Chapeautés par Sylvie Brunet, membre du Conseil économique social et environnemental, ils tableront sur le parcours et le statut de l'apprenti, l'organisation des centres de formation, l'organisation des diplômes et le mode de financement.
Pour Muriel Pénicaud, la transformation de l'apprentissage est "une mission d'intérêt général".
"Il y a 1,3 millions de jeunes dans notre pays qui sont sans emploi, sans qualification, qui ne sont plus à l'école (...) C'est évidemment un gâchis humain énorme", a-t-elle dit à l'issue de la concertation.
Elle était accompagnée par la ministre de l'Enseignement supérieur, Frédérique Vidal, et le ministre de l'Education nationale, Jean-Michel Blanquer.
"L'objectif commun c'est de lutter contre chômage et pour l'insertion professionnelle des jeunes au moment même où nous observons que la reprise économique fait qu'il y a des opportunités", a dit Jean-Michel Blanquer, qui dit réaliser qu'il existe en ce moment une inadéquation entre les formations dispensées et les besoins des entreprises.
Conscient qu'un des freins principaux à l'apprentissage est la mauvaise image dont cette voie de formation pâtit dans les collèges et les lycées, il a lancé mercredi une mission pour améliorer son attractivité au sein de l'Education nationale.
"UNE RÉGRESSION CONSIDÉRABLE"
Si l'ensemble des acteurs s'entendent sur la nécessité de faciliter le recours à l'apprentissage, ils se disputent la gouvernance et le financement du système.
Les régions, notamment, pourraient voir l'intégralité de la portion de la taxe d'apprentissage qu'elles touchaient pour financer la formation initiale (51% de la taxe d'apprentissage) reversé aux branches professionnelles, selon des informations publiées dans le journal Les Echos jeudi dernier.

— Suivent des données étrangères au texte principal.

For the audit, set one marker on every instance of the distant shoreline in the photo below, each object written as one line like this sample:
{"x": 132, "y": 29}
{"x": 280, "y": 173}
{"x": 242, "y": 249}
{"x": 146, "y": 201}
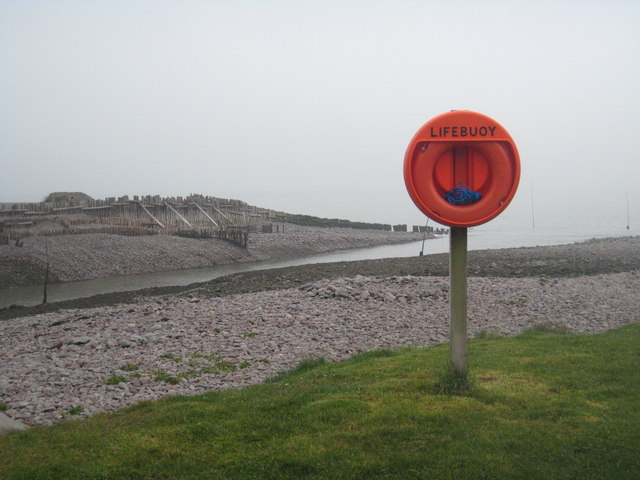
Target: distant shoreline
{"x": 592, "y": 257}
{"x": 97, "y": 255}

Muriel Pénicaud n'a pas souhaité commenter cette proposition. Mais elle précise que "tous les pays qui ont réussi une grande filière d'apprentissage du CAP à l'ingénieur, sont tous des pays qui ont mis l'entreprise (...) au coeur du système".
Pour les régions, il s’agirait là "d’une régression considérable".
Elles ont fait savoir dans un communiqué que l'apprentissage devait s'inscrire dans la politique globale de "formation" et de "développement économique" des territoires. Elles estiment également qu'elles apportent une gestion "égalitaire" et "équitable" pour les apprentis.
Pour la ministre, il ne faut pas "rentrer dans des débats purement défensifs et institutionnels".
"La réussite de la concertation reposera sur cette ouverture des uns et des autres à tenir compte de l'ensemble du potentiel de réussite de l'ensemble des organismes", a-t-elle dit.
Un avis que partagent les organisations patronales. "Il s'agit de faire fonctionner l'apprentissage", a dit François Asselin, le président de la CPME (Confédération des PME).
Pour le Medef, il ne s'agit pas d'écarter les régions. La responsable de la formation au sein l'organisation patronale, Florence Poivey, estime qu'entreprises et branches doivent se retrouver au coeur du système mais "dans une co-construction" avec les autres acteurs.
"On a une cible et une ambition partagée et on voit comment de façon pragmatique on se met au service de cette ambition qui est la performance de nos entreprises et la sécurisation des jeunes", a-t-elle dit.